I've seen it before, but I don't recommend that attachment; you may pop the band ties off by pulling too hard.


----------



## Holzwurm (Nov 5, 2010)

Tex-Shooter said:


> Of course it is always a matter of personal opinion on how to tie bands onto forks, but hand slap is an indicator of unused energy on an over the top slingshot. When you shoot too light of weight of shot for a given set of bands, you get more speed, but you waste a lot of energy. The heavier the shot weight from a slingshot the more energy it produces. The more the hand slap, the more energy that you are wasting. You don't need a lot of speed to sight shoot at distance. I shoot at about 180 to 190 FPS most of the time and can hold a good group out to 50 meters. You just need to get familiar with your trajectory and learn how to compensate for it. If I want to shoot lighter shot, I just shoot lighter bands. If you shoot about the same speed with all sizes of shot you will become a better shoot overall. The reason that some styles of tying onto forks gives less hand slap than the over the top is the energy has been used up in the configuration instead of propelling the shot so you need to pull heavier bands to get the same speed. On flat bands that pulled on the near side instead of over the top you also lose band life from the bands slapping the fork because of the unused energy. -- Tex-shooter


Thanks a lot for this write-up







, .......very informative for me being quite a newbie !

greetz ,







Holzwurm


----------



## mxred91 (Aug 8, 2010)

My friend recently tied his the same way by accident (bonehead







), same result, no band slap.


----------



## 919h (Aug 27, 2010)

I shoot all kinds of ammo: stone (especially for my son), glass ball, steel ball, section of a steel bar for concrete.
Today, I made a lot of shot with this attachment (200 to 300 with my 2 son) with several slingshots, hand slap disappeared, what fun !
I shot with a slingshot with 20mm forks (Joerg put 25 mm or 1"), no hit forks, no hand slap.
In addition, it shoots faster with this attachment, because no wastes of time putting band on the fork.
Yes, the band must be secured. The band does not rub on the top of the fork and less wear.
I chose this attachment, for me is better.
But this is only my opinion !

Xavier


----------



## Tex-Shooter (Dec 17, 2009)

Pre-mature breaks at or near the pouch are mainly caused by hitting the fork tips and brusing the rubber. -- Tex-Shooter


----------



## JoergS (Dec 17, 2009)

My experience is that if you want a really powerful slingshot, then hand slaps can't be avoided unless you add a "shield".

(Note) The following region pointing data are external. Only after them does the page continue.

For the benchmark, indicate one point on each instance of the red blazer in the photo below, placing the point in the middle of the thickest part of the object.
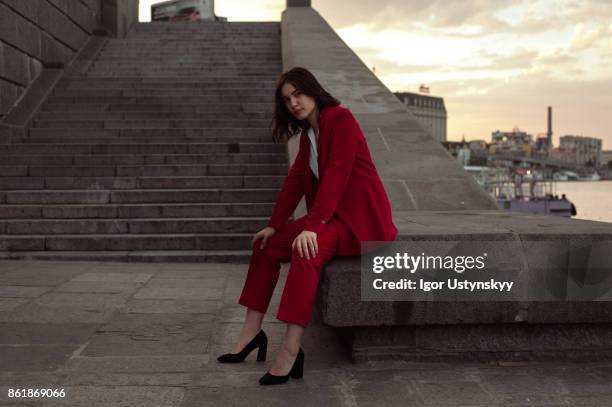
(349, 188)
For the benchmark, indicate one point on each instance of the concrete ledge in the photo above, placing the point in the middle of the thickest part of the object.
(484, 343)
(340, 300)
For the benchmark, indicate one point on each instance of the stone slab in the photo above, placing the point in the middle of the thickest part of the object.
(147, 334)
(33, 333)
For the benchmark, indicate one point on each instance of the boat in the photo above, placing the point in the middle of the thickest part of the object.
(590, 177)
(510, 195)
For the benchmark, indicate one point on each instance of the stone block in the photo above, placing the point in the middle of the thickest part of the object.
(28, 37)
(14, 65)
(28, 9)
(35, 68)
(8, 25)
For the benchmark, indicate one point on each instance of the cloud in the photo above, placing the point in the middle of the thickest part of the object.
(584, 38)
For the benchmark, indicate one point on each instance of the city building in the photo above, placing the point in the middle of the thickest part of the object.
(606, 158)
(460, 150)
(582, 150)
(515, 142)
(429, 111)
(184, 10)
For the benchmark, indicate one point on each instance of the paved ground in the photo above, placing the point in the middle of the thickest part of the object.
(117, 334)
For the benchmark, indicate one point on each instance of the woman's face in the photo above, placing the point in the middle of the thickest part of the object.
(299, 104)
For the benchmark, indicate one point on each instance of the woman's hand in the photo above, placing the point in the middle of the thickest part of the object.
(264, 234)
(306, 244)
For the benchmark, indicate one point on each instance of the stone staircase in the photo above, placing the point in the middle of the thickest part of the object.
(161, 152)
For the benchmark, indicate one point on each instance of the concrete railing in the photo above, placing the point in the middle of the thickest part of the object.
(433, 198)
(38, 38)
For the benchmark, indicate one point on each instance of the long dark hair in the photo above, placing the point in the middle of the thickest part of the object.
(284, 124)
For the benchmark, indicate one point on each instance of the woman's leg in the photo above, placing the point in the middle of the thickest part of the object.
(252, 325)
(262, 276)
(299, 295)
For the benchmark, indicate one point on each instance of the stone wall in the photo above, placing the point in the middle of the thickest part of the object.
(34, 33)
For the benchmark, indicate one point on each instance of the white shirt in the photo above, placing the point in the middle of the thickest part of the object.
(314, 162)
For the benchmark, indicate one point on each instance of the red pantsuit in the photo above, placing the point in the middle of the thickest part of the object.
(300, 289)
(348, 204)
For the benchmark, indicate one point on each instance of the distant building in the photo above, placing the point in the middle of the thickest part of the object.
(184, 10)
(562, 155)
(541, 148)
(460, 150)
(429, 111)
(584, 150)
(515, 142)
(606, 157)
(478, 145)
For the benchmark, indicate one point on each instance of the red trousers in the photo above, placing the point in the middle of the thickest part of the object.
(301, 286)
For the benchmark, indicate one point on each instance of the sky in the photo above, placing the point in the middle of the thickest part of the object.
(498, 64)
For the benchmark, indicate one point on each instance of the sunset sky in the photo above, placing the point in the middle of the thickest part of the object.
(497, 63)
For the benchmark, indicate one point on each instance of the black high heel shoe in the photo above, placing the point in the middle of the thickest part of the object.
(296, 372)
(260, 341)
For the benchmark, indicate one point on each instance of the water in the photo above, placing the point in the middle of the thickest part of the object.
(593, 200)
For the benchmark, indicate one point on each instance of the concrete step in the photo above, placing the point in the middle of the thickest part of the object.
(192, 108)
(154, 73)
(140, 170)
(227, 134)
(143, 159)
(68, 115)
(84, 242)
(142, 256)
(131, 226)
(123, 83)
(79, 139)
(58, 122)
(227, 195)
(250, 64)
(152, 148)
(139, 92)
(267, 99)
(138, 210)
(95, 183)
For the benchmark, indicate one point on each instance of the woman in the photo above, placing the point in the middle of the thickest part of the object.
(346, 204)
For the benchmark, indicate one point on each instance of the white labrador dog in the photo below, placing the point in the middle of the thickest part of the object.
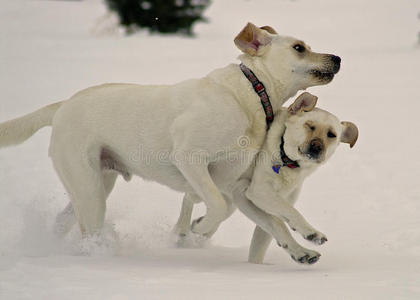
(299, 141)
(182, 136)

Even shooting very heavy, big lead ammo does not fully prevent the slaps. Attachment methods that make the bands hitting the fork does help, but the band set suffers from the impact. The more energy the bands have, the more severe these damages get.

You can do a few things, like flipping the frame forward. A lighter pouch helps, too. But the slaps still occur.

So you can do what Bill suggests and go moderate on the speed. If you want more power, prepare for the slap.


----------



## 919h (Aug 27, 2010)

Thank you for your recommendations and suggestions.
But I'm stubborn, I will continue like that and I'll see what we get in time on the hardware.
Anyway, all my slingshot accepts the 2 mounting, it 's reversible if the idea takes me.
And out of the question for me to move to the tube, I love too the flat bands.

Xavier


----------



## HOE (Nov 13, 2010)

http://www.nighthawkpublications.com/journal/journal182-3.htm


----------



## Devoman (Oct 15, 2010)

Very interesting!


----------



## ZDP-189 (Mar 14, 2010)

Tex-Shooter said:


> Pre-mature breaks at or near the pouch are mainly caused by hitting the fork tips and brusing the rubber. -- Tex-Shooter


I have my own theory on that. I think it is caused by abrasion or cutting at high tension, which is why these tears initiate at the edge, not randomly over the band as they would from fork impact. Remember that elastic is much less flexible at or near the elastic limit, whereas when the bands hit the forks, elongation is negligible and more able to withstand damage.


----------